Brasília - O líder do PSDB no Senado, Paulo Bauer (SC), tornou a defender a Justiça e a Polícia Federal na ação que prendeu o ex-ministro da Fazenda Guido Mantega nesta quinta-feira, 22, em São Paulo. O senador acredita que a revogação da prisão, que ocorreu cinco horas depois, não faz das investigações contra Mantega inconsistentes.

"Até onde se sabe a revogação da prisão de Mantega tem relação direta com o fato de a esposa dele estar internada, passando por um procedimento médico. O juiz decidiu pela soltura do ministro sem prejuízo de todas as investigações e averiguações que estão sendo feitas pela polícia", argumentou.

O tucano também ressaltou que, no entendimento de Sergio Moro, Guido Mantega não apresenta risco de fuga ou de atrapalhar as investigações. "É um ato dentro da normalidade dos procedimentos da Justiça", disse.

Petistas

Senadores do PT ironizaram decisão judicial de prender o ex-ministro Mantega, que foi revogada cinco horas depois. Nas redes sociais, senadores publicaram comentários em tom de zombaria e crítica à operação.

Para o líder do PT, Humberto Costa (PE), a revogação da prisão confirma o autoritarismo da ação. Ele também reclamou do fato de a prisão ter acontecido em um hospital, quando o ex-ministro acompanhava a esposa. "Prende-se um cidadão num hospital, ao lado da mulher com câncer, que ia se submeter a uma cirurgia. Depois, manda-se soltar. Que vergonha! Ficam absolutamente claros o abuso e o autoritarismo, que o próprio autor reconhece com a revogação do ato", escreveu.

Gleisi Hoffmann (PT-PR) acusou Moro de revogar prisão de Mantega em legítima defesa. "Após críticas, Moro revoga prisão de Mantega para que ele acompanhe esposa em cirurgia.
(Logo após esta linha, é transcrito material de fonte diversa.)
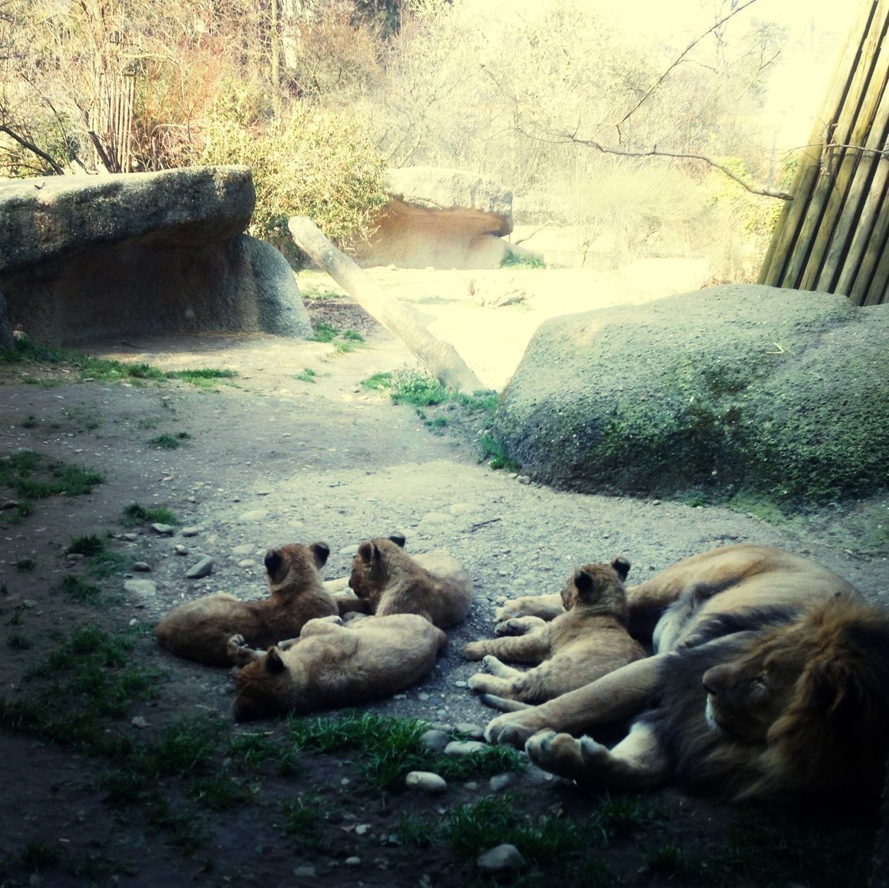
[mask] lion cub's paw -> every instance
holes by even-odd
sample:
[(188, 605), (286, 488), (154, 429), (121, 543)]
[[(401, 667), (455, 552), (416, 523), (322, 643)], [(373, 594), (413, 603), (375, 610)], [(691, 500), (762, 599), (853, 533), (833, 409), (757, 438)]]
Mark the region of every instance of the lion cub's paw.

A ordem pública não corre mais risco. Muito 'humano'", ironiza.

"Prisão só serviu pra impedir Mantega de acompanhar cirurgia da esposa com câncer e fazer propaganda anti-PT. Mais uma vez perderam a linha", escreveu Lindbergh Farias (PT-RJ), líder do bloco de oposição no Senado.

O ex-ministro Guido Mantega foi preso temporariamente pouco antes das 7h da manhã no Hospital Albert Einstein, em São Paulo, onde se encontrava para acompanhar a cirurgia de sua mulher. Segundo a PF, Mantega se entregou na portaria do hospital. Cerca de cinco horas depois, o ex-ministro foi solto por ordem do juiz Sérgio Moro. No despacho, o magistrado alegou que não sabia da condição de saúde da mulher de Mantega.